Repository used for the paper A public benchmarking hydroacoustic dataset for geophonic signals detection task
This repository gives the code used to develop, train and evaluate detection models on OHASISBIO-2018, OHASISBIO-2020 and HYDROMOMAR-2013 datasets. The project is made of several modules used to import and process the data and to create learning models. To use these modules, several notebooks are proposed. In addition to this, a visual interface is proposed to enable an easy visualization of the data.

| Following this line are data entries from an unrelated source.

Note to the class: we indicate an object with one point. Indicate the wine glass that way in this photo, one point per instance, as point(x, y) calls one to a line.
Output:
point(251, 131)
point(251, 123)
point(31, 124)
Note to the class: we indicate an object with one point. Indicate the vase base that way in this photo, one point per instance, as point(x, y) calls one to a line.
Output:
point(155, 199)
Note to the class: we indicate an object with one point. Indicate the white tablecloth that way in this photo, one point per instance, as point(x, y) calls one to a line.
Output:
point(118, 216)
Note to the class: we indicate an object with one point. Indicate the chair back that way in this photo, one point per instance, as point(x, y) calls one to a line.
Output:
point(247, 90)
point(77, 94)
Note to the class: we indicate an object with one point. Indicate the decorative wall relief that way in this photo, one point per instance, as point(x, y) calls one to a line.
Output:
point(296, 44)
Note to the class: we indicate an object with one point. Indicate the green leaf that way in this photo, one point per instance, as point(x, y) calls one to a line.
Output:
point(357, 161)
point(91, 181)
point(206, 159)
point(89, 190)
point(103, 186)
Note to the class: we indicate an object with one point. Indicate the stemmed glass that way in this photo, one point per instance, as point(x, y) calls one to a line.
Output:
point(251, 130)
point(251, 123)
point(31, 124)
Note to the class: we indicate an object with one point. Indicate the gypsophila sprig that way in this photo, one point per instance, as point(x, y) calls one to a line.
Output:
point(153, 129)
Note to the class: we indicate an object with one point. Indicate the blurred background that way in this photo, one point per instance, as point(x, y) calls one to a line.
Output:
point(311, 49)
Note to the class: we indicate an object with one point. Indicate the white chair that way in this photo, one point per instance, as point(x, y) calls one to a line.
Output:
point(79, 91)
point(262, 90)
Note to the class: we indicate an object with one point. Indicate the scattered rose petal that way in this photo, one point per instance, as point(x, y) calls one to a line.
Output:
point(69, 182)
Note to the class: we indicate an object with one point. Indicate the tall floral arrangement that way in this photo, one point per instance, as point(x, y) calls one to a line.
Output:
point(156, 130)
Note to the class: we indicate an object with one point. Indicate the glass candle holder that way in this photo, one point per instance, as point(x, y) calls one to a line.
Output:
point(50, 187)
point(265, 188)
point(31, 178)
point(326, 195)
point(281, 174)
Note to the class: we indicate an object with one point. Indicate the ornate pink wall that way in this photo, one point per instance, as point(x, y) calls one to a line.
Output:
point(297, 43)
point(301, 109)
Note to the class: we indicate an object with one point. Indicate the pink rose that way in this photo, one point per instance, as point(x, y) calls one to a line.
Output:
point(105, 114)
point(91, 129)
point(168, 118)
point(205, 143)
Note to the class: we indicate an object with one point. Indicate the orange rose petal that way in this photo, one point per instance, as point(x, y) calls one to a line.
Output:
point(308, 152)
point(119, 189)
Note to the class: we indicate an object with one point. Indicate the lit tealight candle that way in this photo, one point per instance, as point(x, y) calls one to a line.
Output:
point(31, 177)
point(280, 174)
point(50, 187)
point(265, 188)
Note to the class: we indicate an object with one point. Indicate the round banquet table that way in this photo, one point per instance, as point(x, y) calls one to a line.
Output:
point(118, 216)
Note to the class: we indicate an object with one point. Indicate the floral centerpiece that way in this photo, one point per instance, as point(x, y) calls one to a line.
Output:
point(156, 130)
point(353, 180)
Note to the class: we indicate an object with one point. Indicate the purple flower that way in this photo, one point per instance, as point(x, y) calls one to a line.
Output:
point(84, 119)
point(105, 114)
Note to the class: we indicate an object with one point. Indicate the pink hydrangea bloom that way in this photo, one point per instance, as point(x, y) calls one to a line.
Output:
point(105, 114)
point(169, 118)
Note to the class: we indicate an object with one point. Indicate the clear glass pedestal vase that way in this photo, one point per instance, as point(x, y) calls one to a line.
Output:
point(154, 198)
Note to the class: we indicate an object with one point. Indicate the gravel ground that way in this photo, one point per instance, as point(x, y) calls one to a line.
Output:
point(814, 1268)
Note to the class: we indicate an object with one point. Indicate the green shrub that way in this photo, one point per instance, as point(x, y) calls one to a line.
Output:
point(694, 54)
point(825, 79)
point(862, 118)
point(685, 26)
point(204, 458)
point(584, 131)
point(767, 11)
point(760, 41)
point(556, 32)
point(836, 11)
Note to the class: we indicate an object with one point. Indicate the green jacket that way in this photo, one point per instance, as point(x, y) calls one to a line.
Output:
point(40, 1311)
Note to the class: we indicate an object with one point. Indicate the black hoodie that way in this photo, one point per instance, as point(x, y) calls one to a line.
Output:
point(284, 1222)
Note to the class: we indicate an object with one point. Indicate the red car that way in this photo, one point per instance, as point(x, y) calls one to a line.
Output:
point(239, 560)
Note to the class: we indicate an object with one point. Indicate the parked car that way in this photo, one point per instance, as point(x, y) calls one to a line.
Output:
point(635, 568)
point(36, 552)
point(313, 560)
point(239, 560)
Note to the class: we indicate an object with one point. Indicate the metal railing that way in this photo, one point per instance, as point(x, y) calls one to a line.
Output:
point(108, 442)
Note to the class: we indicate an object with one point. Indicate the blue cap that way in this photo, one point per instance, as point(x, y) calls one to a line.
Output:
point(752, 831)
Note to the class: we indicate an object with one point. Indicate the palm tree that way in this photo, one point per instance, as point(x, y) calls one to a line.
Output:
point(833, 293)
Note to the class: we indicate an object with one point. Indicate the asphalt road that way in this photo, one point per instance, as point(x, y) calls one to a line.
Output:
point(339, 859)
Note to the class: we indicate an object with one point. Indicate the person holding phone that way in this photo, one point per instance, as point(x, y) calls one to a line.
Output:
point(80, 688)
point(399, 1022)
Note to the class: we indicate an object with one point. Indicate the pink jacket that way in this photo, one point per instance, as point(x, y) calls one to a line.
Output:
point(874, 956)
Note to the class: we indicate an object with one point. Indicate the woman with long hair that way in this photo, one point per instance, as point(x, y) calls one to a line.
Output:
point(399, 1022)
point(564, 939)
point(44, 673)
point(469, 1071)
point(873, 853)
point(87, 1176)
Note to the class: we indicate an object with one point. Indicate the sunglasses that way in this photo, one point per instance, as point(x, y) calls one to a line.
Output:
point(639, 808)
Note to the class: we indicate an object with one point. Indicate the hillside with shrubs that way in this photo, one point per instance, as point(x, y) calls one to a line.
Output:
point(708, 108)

This project was developed using Python 3.10.12. Libraries requirements are given in data/requirements.txt. To run the code, please install Python 3.10.12, open a terminal at the root of the project and run the following:
pip3 install -r data/requirements.txt
The project dependencies and the GUI were also tested with Python 3.10.14. In case this version is required, consider running the following:
pip3 install -r data/requirements-3.10.14.txt
To run the code of this project, acoustic data are necessary. Consider downloading the OHASISBIO-2018 dataset, formatted with .wav files named with a timestamp. The OHASISBIO-2020 and HYDROMOMAR datasets are also available for download. To download them, using the GNU tool wget, one can run the following in a terminal:
wget -r --no-parent
A graphical software is made available with this project. This enables to quickly take a look at the data, by first choosing a directory (e.g. one of the three datasets obtained with the download) to inspect and then by exploring it with spectrograms. The following gif shows an example.
To run this software, simply open a terminal in the src directory and run the following:
python3 -m GUI.main
Some shortcuts are available :
- + or - enable to respectively zoom in or zoom out (dividing/multiplying the window length by two, keeping the same center).
- left mouse click enable to center a spectrogram on the given time instant.
- left arrow or right arrow enable to respectively move backward or forward in time, by half the window length.
- * or / enable to respectively decrease or increase the maximum displayed frequency.
- up arrow or down arrow enable to respectively decrease or increase the minimum and maximum displayed frequency together.
- shift+enter enables to format the other spectrograms as the one we focus on.
- enter enables to listen to the sound contained in the current window, with a x20 speedup for a better experience.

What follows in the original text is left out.